Freyssinet was contracted to design, supply and erect a cable-net roof structure for the Allegiant Stadium, a new venue which seats up to 72,000 people for sporting and other events. The lens-shaped roof is made of 100 fully locked-coil cables of various diameters on a perpendicular grid, with 152 struts connecting the top and bottom nets by means of a large number of connectors and anchors. An ETFE membrane on top of the cables enables the stadium to be turned into an indoor venue.
In the event, the requirement to work with a BIM model proved advantageous to Freyssinet’s team and prompted them to develop and implement a digital tool to support their own production, checking and quality control regimes.
The contract was for design and supply of locked-coil cables, cable clamps and steel struts, design and installation of temporary works and supervision of the lifting and installation process. The net structure was assembled on the ground before being raised into place by 50 Hebetec strand jacks and 100 hollow jacks.
“DigitalSite was used to help us install and inspect the roof of the stadium, which incorporated more than 150,000 different elements. This innovative tool allowed us to carry out the quality control process very efficiently and also proved useful to the site team thanks to its 3D viewer. It is one of the main factors contributing to the success of the project.” Nicolas Wotschke – Deputy project manager
Effective management was key to the program
Hundreds of elements of a range of sizes, types and specifications were necessary for the cable-net structure, and with the associated volume of paperwork related to quality control procedures, it was clear that effective management would be key to the program. The team brainstormed the process to map out what capabilities they would need from a digital tool, and subsequently worked with sister company Sixense to build on its existing Digitalsite system with this in mind.

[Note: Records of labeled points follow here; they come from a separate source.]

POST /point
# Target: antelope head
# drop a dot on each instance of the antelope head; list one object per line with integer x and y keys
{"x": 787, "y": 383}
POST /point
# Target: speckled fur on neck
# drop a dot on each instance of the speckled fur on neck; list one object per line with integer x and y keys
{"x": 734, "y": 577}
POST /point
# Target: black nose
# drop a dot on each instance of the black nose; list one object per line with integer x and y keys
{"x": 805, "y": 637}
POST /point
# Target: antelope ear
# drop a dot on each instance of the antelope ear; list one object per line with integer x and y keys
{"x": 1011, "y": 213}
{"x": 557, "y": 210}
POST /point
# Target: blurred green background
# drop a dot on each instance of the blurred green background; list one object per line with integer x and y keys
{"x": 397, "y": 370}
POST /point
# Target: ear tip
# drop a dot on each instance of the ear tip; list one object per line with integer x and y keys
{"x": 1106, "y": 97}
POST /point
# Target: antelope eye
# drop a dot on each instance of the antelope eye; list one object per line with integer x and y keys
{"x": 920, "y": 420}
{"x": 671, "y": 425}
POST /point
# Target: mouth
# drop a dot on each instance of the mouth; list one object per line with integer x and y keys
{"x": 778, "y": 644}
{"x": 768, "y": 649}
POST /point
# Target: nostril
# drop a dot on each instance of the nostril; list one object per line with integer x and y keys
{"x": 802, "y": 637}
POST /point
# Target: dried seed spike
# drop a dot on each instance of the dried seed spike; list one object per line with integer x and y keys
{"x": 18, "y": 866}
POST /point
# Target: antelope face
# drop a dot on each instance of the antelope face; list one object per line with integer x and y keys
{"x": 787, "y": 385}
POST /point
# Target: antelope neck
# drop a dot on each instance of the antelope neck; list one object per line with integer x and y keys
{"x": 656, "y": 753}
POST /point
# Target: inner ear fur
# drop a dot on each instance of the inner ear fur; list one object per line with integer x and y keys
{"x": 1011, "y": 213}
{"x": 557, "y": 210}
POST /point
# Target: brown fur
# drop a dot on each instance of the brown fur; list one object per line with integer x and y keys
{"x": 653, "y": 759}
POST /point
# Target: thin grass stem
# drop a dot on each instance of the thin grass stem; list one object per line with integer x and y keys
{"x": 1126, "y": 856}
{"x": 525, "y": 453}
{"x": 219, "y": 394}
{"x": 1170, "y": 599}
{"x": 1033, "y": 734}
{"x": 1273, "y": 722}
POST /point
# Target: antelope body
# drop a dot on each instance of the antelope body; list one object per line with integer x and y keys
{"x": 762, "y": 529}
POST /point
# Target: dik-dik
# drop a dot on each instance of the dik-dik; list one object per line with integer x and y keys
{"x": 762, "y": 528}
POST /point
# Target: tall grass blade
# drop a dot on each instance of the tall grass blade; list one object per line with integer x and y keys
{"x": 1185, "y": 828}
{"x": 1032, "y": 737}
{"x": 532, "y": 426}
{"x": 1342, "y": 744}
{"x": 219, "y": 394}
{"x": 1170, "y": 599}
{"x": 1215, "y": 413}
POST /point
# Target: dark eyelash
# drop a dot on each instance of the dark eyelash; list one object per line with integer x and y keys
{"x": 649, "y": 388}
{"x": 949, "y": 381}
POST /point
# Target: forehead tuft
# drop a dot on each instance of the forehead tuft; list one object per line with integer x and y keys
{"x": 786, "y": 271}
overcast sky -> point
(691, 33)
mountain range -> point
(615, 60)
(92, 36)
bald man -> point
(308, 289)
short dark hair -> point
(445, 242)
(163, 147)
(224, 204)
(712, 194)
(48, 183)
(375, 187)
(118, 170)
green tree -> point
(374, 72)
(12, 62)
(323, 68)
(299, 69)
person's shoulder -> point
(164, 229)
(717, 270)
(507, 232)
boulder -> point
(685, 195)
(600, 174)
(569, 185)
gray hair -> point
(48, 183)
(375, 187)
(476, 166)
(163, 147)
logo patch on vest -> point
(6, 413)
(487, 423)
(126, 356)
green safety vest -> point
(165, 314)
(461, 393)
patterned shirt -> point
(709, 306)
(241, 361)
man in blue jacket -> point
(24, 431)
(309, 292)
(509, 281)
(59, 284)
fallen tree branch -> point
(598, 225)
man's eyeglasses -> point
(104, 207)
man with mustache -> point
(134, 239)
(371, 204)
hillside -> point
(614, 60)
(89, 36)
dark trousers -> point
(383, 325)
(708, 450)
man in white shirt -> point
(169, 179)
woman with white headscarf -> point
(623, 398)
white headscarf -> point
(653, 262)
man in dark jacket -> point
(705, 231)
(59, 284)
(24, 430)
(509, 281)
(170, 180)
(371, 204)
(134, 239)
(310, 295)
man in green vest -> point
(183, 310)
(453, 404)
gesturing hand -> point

The main requirements were to have a tablet-based data control system through which users could access up-to-date information direct from the BIM model and understand how each cable-net element fitted in the global system via a 3D viewer; fill in control sheets and submit them for approval; identify components using a QR code and check that they matched the necessary specs and requirements; submit and follow-up non conformance reports; all in a paperless environment.